Após a minha apostasia
Depois de meu abandono renúncia
À minha própria crença doutrina
Opinião sobre mim mesmo as
Coisas que me cercam
Tornei-me num desacreditado
Em seguimento ao meu comportamento
Perdi a minha aposentadoria
Como poeta escritor frustrado
Em seguida ao meu aposentar
Afastei-me definitivamente
Sem vencimentos do cargo efetivo
Dos vocábulos tentativas literárias
Hospedei-me Arthur Bispo do Rosário
Num asilo para loucos esquizofrênicos
Para abrigar-me pelo menos da fome
Já que minha fome de saber
A havia perdido há muito tempo
O meu aposento era um calabouço
Uma dependência duma casa de detenção
Um quarto sem porta janela
Só correntes grilhões nas paredes
Bolas de aço presas nos pés por argolas de ferro
Mais pesadas que o meu próprio peso
Só dormia nesta hospedagem
Que mais parecia um portal do inferno
Com a minha camisa de força
O meu sinto de castidade
A máscara mortuária de bronze
Era a minha câmara de tortura da inquisição
Fornalhas fogueiras braseiros
Inquisidores que mais pareciam açougueiros
Faziam-me vomitar o que não comi
Não poderia acordar se nem dormir
Meus sonhos eram pesadelos de heresias
Do herege que seria retalhado em praça pública
Para validar uma crença que não era minha
O Brasil vai fazer quinhentos anos; BH, 0170801999; Publicado: BH, 0120602012.
O Brasil vai fazer quinhentos anos
Esta ideia não me comove nada
Nem um pouco de verdade mesmo
Nada tenho para comemorar
A alta sociedade a alta classe sim
Sempre desfrutaram as riquezas nacionais
A burguesia então é de enojar
A podridão da elite?
Dá vontade de vomitar
Quem têm o que comemorar são elas
A emoção é completamente delas
Elas que são as donas do Brasil
Os políticos dirigentes?
Como posso festejar junto desses porcos?
Homens de roupas limpas de mãos sujas
Como posso festejar a colonização o aportuguesamento
A adaptação fonológica morfológica gráfica
Do estrangeirismo ao português?
Como posso me aportuguesar com todo o atraso
Que a história da colonização legou ao Brasil?

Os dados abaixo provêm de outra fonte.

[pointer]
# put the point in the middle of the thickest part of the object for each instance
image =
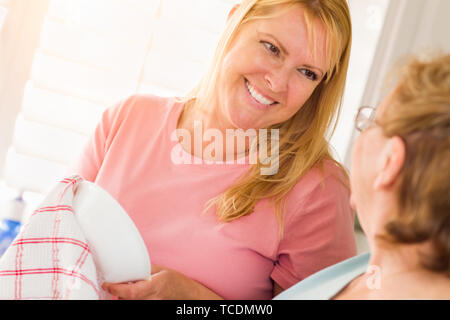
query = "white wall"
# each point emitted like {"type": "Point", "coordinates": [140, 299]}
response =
{"type": "Point", "coordinates": [411, 27]}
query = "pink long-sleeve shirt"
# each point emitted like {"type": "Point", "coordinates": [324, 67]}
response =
{"type": "Point", "coordinates": [131, 155]}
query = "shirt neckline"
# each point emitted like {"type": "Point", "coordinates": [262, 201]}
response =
{"type": "Point", "coordinates": [175, 113]}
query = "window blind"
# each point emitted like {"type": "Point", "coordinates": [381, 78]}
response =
{"type": "Point", "coordinates": [91, 54]}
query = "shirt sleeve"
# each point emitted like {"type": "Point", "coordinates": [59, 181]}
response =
{"type": "Point", "coordinates": [317, 234]}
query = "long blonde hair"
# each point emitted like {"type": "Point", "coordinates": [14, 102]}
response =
{"type": "Point", "coordinates": [303, 138]}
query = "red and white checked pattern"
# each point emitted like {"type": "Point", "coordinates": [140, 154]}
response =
{"type": "Point", "coordinates": [50, 258]}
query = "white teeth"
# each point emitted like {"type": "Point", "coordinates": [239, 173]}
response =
{"type": "Point", "coordinates": [257, 96]}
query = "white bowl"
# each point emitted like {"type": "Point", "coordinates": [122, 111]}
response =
{"type": "Point", "coordinates": [118, 249]}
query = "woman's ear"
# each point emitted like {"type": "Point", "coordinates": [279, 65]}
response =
{"type": "Point", "coordinates": [230, 14]}
{"type": "Point", "coordinates": [392, 160]}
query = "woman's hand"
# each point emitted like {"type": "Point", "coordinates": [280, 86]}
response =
{"type": "Point", "coordinates": [164, 284]}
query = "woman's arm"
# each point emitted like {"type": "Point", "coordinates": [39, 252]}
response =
{"type": "Point", "coordinates": [277, 289]}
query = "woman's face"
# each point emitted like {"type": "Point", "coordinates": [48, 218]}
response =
{"type": "Point", "coordinates": [270, 71]}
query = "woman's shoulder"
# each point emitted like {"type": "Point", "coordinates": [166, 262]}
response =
{"type": "Point", "coordinates": [325, 177]}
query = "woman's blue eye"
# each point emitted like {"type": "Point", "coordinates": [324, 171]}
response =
{"type": "Point", "coordinates": [309, 74]}
{"type": "Point", "coordinates": [272, 49]}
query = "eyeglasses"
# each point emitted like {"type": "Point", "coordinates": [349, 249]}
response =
{"type": "Point", "coordinates": [365, 118]}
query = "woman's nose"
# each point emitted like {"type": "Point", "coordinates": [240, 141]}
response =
{"type": "Point", "coordinates": [277, 80]}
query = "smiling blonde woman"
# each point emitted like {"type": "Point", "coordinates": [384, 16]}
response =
{"type": "Point", "coordinates": [280, 65]}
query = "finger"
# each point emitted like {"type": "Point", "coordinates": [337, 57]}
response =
{"type": "Point", "coordinates": [157, 268]}
{"type": "Point", "coordinates": [130, 291]}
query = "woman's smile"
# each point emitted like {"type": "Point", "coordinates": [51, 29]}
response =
{"type": "Point", "coordinates": [258, 99]}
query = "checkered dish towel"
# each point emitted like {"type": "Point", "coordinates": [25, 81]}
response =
{"type": "Point", "coordinates": [50, 258]}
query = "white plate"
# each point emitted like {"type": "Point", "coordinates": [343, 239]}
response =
{"type": "Point", "coordinates": [118, 249]}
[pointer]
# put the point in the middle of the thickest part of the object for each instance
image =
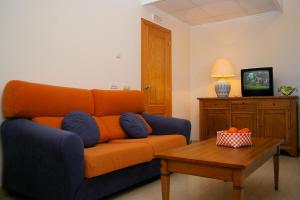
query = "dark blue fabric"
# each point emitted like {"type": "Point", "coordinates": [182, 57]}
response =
{"type": "Point", "coordinates": [107, 184]}
{"type": "Point", "coordinates": [168, 125]}
{"type": "Point", "coordinates": [133, 125]}
{"type": "Point", "coordinates": [41, 162]}
{"type": "Point", "coordinates": [82, 124]}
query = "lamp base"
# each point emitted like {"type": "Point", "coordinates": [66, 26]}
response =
{"type": "Point", "coordinates": [222, 88]}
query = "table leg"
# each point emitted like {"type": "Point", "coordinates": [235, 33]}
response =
{"type": "Point", "coordinates": [238, 193]}
{"type": "Point", "coordinates": [276, 168]}
{"type": "Point", "coordinates": [165, 180]}
{"type": "Point", "coordinates": [238, 190]}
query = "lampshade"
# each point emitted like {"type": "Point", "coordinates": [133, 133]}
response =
{"type": "Point", "coordinates": [222, 68]}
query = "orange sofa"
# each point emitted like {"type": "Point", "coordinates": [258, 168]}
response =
{"type": "Point", "coordinates": [42, 161]}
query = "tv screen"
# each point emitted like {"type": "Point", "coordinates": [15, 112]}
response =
{"type": "Point", "coordinates": [257, 81]}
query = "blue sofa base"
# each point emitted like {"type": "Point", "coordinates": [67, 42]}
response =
{"type": "Point", "coordinates": [107, 184]}
{"type": "Point", "coordinates": [46, 163]}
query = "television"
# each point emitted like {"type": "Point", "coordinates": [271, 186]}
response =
{"type": "Point", "coordinates": [257, 81]}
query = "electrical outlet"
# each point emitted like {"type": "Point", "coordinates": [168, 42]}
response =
{"type": "Point", "coordinates": [114, 86]}
{"type": "Point", "coordinates": [126, 86]}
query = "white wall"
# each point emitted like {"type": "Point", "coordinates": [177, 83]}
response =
{"type": "Point", "coordinates": [271, 39]}
{"type": "Point", "coordinates": [75, 43]}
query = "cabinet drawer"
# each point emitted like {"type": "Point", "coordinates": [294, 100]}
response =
{"type": "Point", "coordinates": [243, 108]}
{"type": "Point", "coordinates": [215, 104]}
{"type": "Point", "coordinates": [279, 103]}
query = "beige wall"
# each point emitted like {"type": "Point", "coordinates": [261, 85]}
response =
{"type": "Point", "coordinates": [271, 39]}
{"type": "Point", "coordinates": [75, 43]}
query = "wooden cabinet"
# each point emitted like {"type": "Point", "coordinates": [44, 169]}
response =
{"type": "Point", "coordinates": [269, 117]}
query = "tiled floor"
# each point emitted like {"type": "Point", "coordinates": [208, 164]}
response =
{"type": "Point", "coordinates": [258, 186]}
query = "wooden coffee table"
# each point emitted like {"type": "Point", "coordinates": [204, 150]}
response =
{"type": "Point", "coordinates": [208, 160]}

Não quero nem devo tornar-me semelhante
Nem submeter-me ao estrangeirismo fenômeno
Que é a intransigência do português aqui
Tudo conseguiram do Brasil
Lá nunca conseguimos nem conseguiremos nada
Seremos sempre a eterna colônia
Que enriqueceu enriquece Portugal
Aqui têm mandatos parlamentares
Times de futebol casas de festas
Restaurantes cargos públicos
Lojas de comércio redes de táxis
Tudo adquirido com o nosso dinheiro
O que temos nós lá?
Nem os filhos bastardos das nossas
Negras escravas estupradas
Só as nossas vidas que ceifaram
Nossos indígenas que exterminaram
As nossas pedras preciosas o nosso ouro
O sangue dos nossos inconfidentes
Que nos roubaram na nossa história
Não tenho um pescoço firme; BH, 0170801999; Publicado: BH, 0120602012.
Não tenho um pescoço firme
Para apor minha vacilante cabeça
Não tenho um pedestal feito de bronze
Uma base de concreto armado
Para pôr junto ou em cima a minha cabeça
De boneca não tenho como me ligar em algo
Que me tire deste ridículo
De querer prender em mim
Uma cabeça flexível que só quer voar
Cansei de aporrear esta danada malina
De espancar com porretes pedaços de pau
Bater com ela na parede de cimento
Só soube me aporrinhar até agora
Quanto mais penso que
Está firme em mim
Mais chego á conclusão que
Só está cheia de aporrinhação
É uma cabeça gelatinosa de mola
Do cabelo que a cobre então
É outro aporrinhamento sem razão
Já mandei raspar cresceu de novo
Agora está a cair a me deixar careca
Uma coisa que gosta
É de se apoquentar de vez em quando
Esquentar-se até a me aborrecer
Parece que vai estourar
Ai vem uma ventania esfria
Balança-a para um lado
Balança-a para outro esfria mais
Torna a voltar para o lugar
Preciso dum pescoço forte
Cacaio de burro cangote
Para aportar a minha cabeça
Conduzir ao porto desse pescoço
Ou a outro lugar para fundear
Esta minha cabeça que é uma nau a voar
Não tenho um pescoço firme
Para chegar com a minha cabeça
De menina de boneca de pano
Alguém precisa apontar o dedo; BH, 0170801999; Publicado: BH, 0120602012.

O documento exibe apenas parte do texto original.